“Hello, John. How are you?”
“Ah, good, Paulie. How’s things?”
“Well, I’ve run across something very, very odd. Of course, it could be some kind of clerical error, which is most likely the case. But in the event that it’s not--”
John was thrown. Normally Paulie started in on him about some kind of bullshit or another, the guy was an encyclopedia of the worst jokes you ever heard; it was rare the guy went straight into business mode.
“Whoa, whoa, Paulie. Take it easy, huh? I wanna get outta this coat and into a shot of Wild Turkey.”
“Ah, yes, how…hard boiled of you. Come here.” They went to a table where a body lay, covered by a black, plastic sheet. Paul pulled it down to the stiff’s waist. “Do you know this fellow?”
“Yeah I know him. He’s the guy who got whacked at the gas station yesterday morning. Busted with a ball bat.”
Paul frowned. “Very peculiar.”
“What? What’s the problem here?”
“Well,” Paul said, pushing his glasses up again. “This is the guy you thought was on maybe PCP, meth, something? Said he withstood getting hit in the head with a wine bottle, and once with a bat, before finally dropping after being struck with the bat a second time, right?”
“Right,” John said. “You get the tox-screen back on him yet?”
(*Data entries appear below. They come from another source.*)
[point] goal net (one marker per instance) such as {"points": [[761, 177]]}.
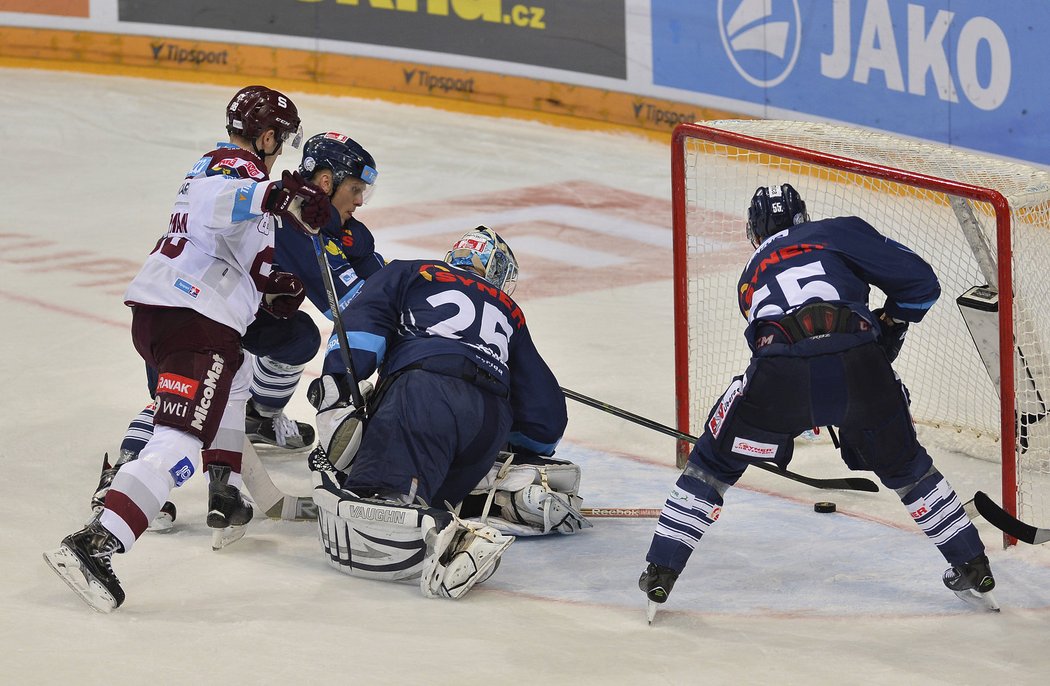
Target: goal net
{"points": [[979, 221]]}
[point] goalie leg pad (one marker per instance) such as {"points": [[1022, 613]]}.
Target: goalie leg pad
{"points": [[340, 425]]}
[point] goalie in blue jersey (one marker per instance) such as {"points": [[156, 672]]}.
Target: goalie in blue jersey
{"points": [[820, 357], [459, 379]]}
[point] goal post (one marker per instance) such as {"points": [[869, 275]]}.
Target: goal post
{"points": [[983, 224]]}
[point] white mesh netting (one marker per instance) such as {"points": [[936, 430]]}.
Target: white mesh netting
{"points": [[949, 385]]}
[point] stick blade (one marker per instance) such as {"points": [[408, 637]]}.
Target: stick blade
{"points": [[1007, 523]]}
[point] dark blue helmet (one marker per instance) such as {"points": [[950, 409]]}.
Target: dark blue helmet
{"points": [[772, 210], [340, 154]]}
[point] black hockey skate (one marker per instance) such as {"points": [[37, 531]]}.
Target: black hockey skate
{"points": [[656, 582], [108, 472], [228, 510], [276, 430], [973, 583], [83, 561]]}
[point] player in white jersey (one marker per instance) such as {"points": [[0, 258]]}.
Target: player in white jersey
{"points": [[191, 303]]}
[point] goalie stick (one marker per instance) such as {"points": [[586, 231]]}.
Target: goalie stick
{"points": [[845, 483], [631, 513], [1007, 522], [271, 500]]}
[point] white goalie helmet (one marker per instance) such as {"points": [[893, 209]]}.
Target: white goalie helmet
{"points": [[482, 251]]}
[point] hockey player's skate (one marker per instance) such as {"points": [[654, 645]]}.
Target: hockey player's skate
{"points": [[276, 429], [165, 519], [229, 511], [973, 583], [656, 582], [83, 561]]}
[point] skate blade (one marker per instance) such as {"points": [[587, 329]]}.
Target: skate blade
{"points": [[224, 537], [984, 601], [65, 564]]}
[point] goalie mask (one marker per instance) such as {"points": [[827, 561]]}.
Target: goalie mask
{"points": [[486, 254], [255, 109], [772, 210], [342, 156]]}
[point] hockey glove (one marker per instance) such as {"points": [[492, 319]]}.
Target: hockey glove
{"points": [[891, 334], [305, 205], [284, 294]]}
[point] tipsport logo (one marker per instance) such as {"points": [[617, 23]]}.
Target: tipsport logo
{"points": [[761, 38]]}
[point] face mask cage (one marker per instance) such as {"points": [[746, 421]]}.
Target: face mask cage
{"points": [[478, 253]]}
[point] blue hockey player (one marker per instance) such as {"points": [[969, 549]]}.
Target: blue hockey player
{"points": [[459, 378], [820, 357]]}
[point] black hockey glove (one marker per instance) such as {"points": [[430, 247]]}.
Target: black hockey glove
{"points": [[284, 294], [891, 334]]}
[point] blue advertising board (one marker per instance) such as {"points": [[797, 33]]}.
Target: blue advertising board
{"points": [[967, 73]]}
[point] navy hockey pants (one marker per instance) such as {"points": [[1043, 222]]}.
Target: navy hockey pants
{"points": [[432, 435]]}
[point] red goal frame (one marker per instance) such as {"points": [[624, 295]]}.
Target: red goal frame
{"points": [[679, 139]]}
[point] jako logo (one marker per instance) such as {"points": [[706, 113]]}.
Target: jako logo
{"points": [[761, 38]]}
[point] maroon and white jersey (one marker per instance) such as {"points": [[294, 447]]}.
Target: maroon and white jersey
{"points": [[217, 252]]}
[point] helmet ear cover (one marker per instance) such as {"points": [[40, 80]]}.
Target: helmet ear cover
{"points": [[772, 210], [482, 251]]}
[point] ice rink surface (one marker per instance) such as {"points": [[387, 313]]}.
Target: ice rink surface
{"points": [[774, 594]]}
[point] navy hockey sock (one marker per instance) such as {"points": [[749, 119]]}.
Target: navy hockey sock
{"points": [[936, 507], [691, 508]]}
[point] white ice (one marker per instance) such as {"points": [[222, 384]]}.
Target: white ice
{"points": [[775, 594]]}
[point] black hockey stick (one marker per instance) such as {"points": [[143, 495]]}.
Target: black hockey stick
{"points": [[355, 392], [845, 483], [1007, 522]]}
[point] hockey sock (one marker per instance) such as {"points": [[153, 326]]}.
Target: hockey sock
{"points": [[936, 507], [139, 432], [691, 508], [141, 486], [273, 383]]}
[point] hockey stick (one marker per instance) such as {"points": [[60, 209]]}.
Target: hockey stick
{"points": [[274, 502], [1008, 523], [326, 269], [846, 483], [634, 513]]}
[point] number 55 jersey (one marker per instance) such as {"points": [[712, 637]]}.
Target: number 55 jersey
{"points": [[217, 251]]}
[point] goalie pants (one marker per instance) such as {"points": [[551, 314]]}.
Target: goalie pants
{"points": [[432, 436], [775, 400]]}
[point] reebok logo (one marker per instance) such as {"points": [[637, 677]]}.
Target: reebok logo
{"points": [[754, 449]]}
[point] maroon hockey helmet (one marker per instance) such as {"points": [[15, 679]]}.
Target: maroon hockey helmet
{"points": [[254, 109]]}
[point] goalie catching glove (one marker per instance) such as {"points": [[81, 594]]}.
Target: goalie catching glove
{"points": [[391, 541], [339, 423]]}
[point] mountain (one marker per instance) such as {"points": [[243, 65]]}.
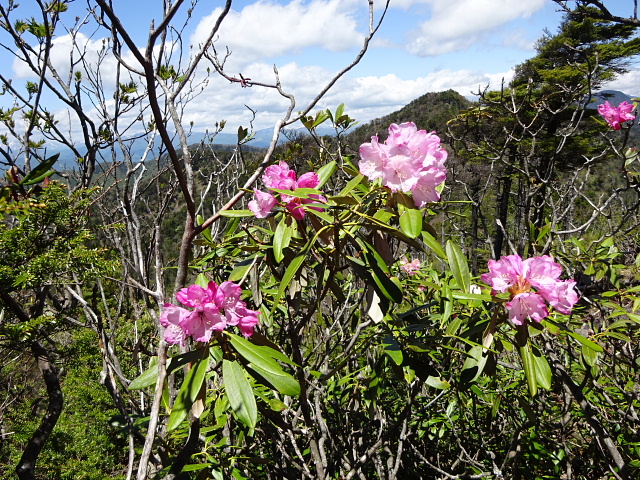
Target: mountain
{"points": [[260, 140], [429, 112]]}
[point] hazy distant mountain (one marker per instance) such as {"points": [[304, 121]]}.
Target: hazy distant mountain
{"points": [[261, 139], [614, 97]]}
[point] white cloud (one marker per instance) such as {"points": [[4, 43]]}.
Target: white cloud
{"points": [[365, 98], [266, 29], [458, 25], [628, 83]]}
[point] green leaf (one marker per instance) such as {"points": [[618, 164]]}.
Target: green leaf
{"points": [[472, 296], [324, 173], [355, 181], [542, 368], [392, 348], [459, 266], [281, 239], [146, 378], [193, 383], [240, 393], [474, 364], [237, 213], [529, 365], [590, 356], [263, 360], [410, 221], [586, 342], [437, 382], [291, 271], [202, 280], [433, 244], [41, 171]]}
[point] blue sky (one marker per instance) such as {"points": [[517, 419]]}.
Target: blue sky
{"points": [[422, 46]]}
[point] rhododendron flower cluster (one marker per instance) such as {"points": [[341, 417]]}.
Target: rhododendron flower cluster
{"points": [[410, 160], [410, 268], [214, 308], [616, 116], [281, 177], [533, 283]]}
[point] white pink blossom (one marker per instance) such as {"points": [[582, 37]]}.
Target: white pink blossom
{"points": [[214, 308], [616, 116], [410, 160], [410, 268], [533, 284], [281, 177]]}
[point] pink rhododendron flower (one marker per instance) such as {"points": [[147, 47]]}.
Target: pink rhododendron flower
{"points": [[262, 204], [408, 267], [410, 160], [533, 283], [616, 116], [281, 177], [214, 308]]}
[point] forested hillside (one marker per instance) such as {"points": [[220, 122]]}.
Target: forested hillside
{"points": [[447, 292]]}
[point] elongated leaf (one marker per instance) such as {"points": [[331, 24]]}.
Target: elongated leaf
{"points": [[324, 173], [590, 356], [474, 364], [284, 383], [437, 382], [189, 391], [459, 266], [263, 361], [586, 342], [351, 185], [41, 171], [281, 239], [237, 213], [410, 221], [472, 296], [146, 378], [392, 348], [149, 376], [298, 192], [291, 271], [529, 365], [543, 370], [240, 393], [431, 242]]}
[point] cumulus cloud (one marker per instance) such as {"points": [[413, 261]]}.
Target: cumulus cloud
{"points": [[458, 25], [628, 83], [365, 97], [97, 62], [266, 29]]}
“So, I know this guy took some damage,” Paulie said, ignoring John’s question. “His skull is fractured in three different places. Come here.”
John stooped closer to the body as Paulie lifted the head, turning it as he spoke.
“This here, along the back, you can feel a hairline fracture, I even did an X-ray to be sure. This is from the wine bottle. There were still bits of glass in his hair and the skin had split open. No blood, though. Weird, right?”
John was about to object but then stopped. That was strange; normally a head wound would absolutely gush.
“Again here,” Paulie said, indicating the side of the corpse’s head. “The second fracture, this being from the first strike the kid—what’s his name?”
“AJ,” Lubbock said, his voice papery and thin.
“This is where AJ hit him the first time with the bat. You can see his skull is dented here, even. Then we have the coup de grâce, the killshot. Again, split the head open. Split his fucking skull open, a little. No blood.”
Lubbock felt the world grey out a bit before the color swam back in. He had missed this. How had he missed this? All of them: him and the cops at the scene. The EMTs hadn’t said anything, either.
Did you miss it, though ? John asked himself. Did you miss it or did you ignore it?
“Then we have the tox-screen,” Paulie said.
“Y-yeah?” John asked. “What’d that look like?”
“Heroin. Only heroin. No meth, PCP, bath salts, not even a fucking Adderall. Absolutely nothing that was an upper, nothing would explain how this guy could sustain two blows to the head that were hard enough to fracture his skull, and nothing to explain why those wounds didn’t bleed, either. We’re not talking just a little heroin, either. A lot. Even considering the guy’s tolerance, what he had in him was enough to kill him twice, maybe three times over.”
John thought of that traffic camera footage: three minutes of motionlessness, followed by a giant seizure, then sitting up as though he were being pulled by strings.
“And this isn’t even all of it,” Paulie said. “Come here.”
John followed Paulie to another table, where Karen Rosenthal was laid out.
“Similar situation with her,” Paulie said. “Gunshot through the lungs, right? No blood.”
“She was covered in blood,” John said, though to him his own voice sounded far away.
“Sure, all from her wrists. Nothing in the wound, no blood in her lung . Not to mention the lividity , John. You said when you got there, she was face down, yes? No one had moved her?”
Lubbock didn’t answer verbally, didn’t seem capable of it. He shook his head.